One of the most derided kinds of software, especially among seasoned developers, is software that tries to be smart. For example, a menu that reorders itself based on which items you use the most often. At first blush, this seems pretty clever: items you use the most become easier to access, which saves you time. The problem is that now this smart system is unpredictable. Quick, where do you click to open a new file? The answer depends on all the clicks you've made previously, which makes it very difficult to reason about.
Which means it's often preferable to make software dumb. Dumb software is predictable, like a hammer or a chair. Your chair doesn't decide to remove its armrests because you haven't been using them, and your hammer doesn't try to shift its weight to more effectively deliver force from your wrist.
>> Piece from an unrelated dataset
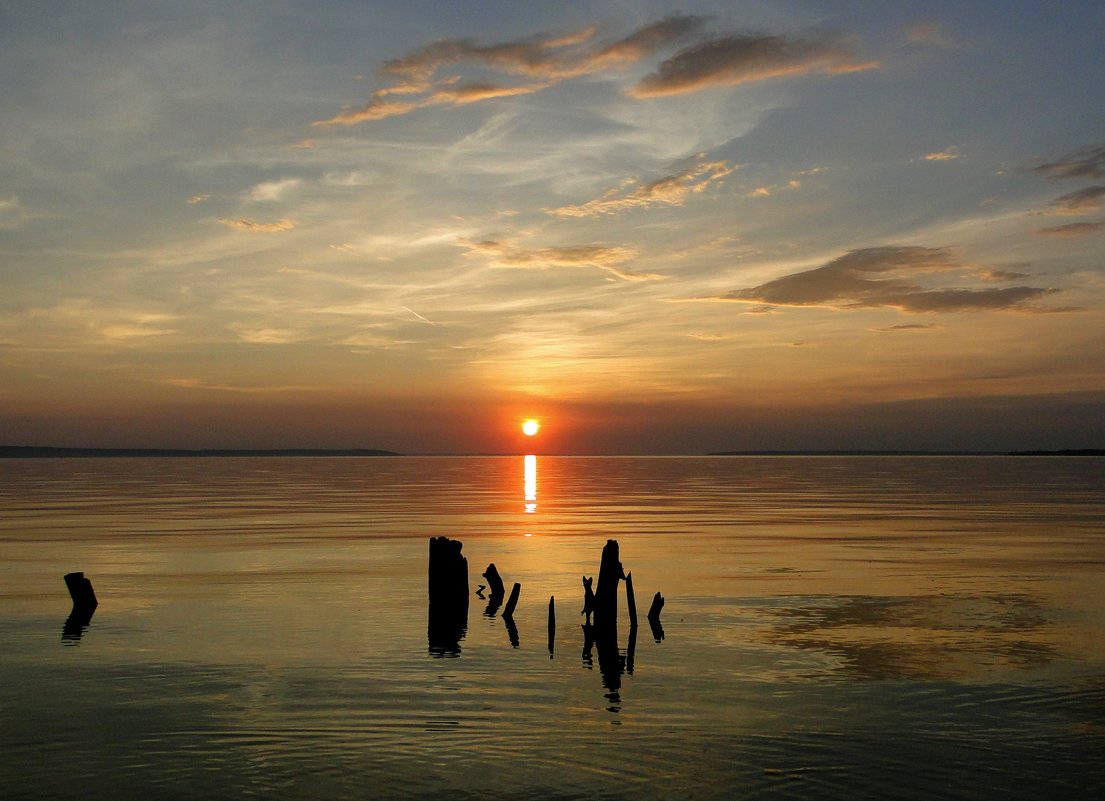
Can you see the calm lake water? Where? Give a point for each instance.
(852, 628)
If it did that, and you weren't expecting it, chances are you would misjudge your swing and hit yourself instead. Even though it could theoretically be a better hammer by being smart, a dumb hammer is easier to understand, easier to predict, and much, much easier to make.
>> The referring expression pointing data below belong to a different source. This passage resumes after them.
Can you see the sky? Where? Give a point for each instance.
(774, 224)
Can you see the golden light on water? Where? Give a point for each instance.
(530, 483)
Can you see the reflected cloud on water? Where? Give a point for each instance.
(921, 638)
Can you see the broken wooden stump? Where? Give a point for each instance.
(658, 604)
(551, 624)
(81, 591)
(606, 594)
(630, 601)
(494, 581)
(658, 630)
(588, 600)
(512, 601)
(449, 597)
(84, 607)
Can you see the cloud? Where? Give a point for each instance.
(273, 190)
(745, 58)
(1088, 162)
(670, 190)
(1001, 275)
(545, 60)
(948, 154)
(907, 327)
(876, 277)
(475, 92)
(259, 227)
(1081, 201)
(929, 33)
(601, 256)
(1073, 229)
But I think this celebration of dumbness easily goes too far and becomes limiting. You start to think that a smart tool is necessarily worse than a dumb tool, and if someone made a magic genie that always did what you wanted it would somehow still be less effective than doing it yourself. Yes, it's easier to make a dumb tool than a smart one, and yes, there are way more ways to get it wrong, but that's a fact about the implementation difficulty, not the outcome. A good smart tool is better than a good dumb tool, but a smart tool is much less likely to be good.
This results in what I think of as dumb valley. Like the uncanny valley, dumb valley is a counterintuitive gap where as your tools get smarter, the immediate effect is that they get worse. Only after a lot of painstaking effort do you begin to climb out of dumb valley into a smart tool that actually works properly. If you're not looking far enough ahead, or don't have the resources to get there, the effective but mistaken conclusion is that dumber is always better.
However, as with the uncanny valley, there is a hill on the other side if you keep going. It is difficult but possible to make smart tools that work properly, and there is every reason to think that, if we build them, they can be better, easier and more powerful than the dumb tools we mostly rely on today. Unfortunately, incrementalism won't get us there. It's going to require a long, brave slog through dumb valley.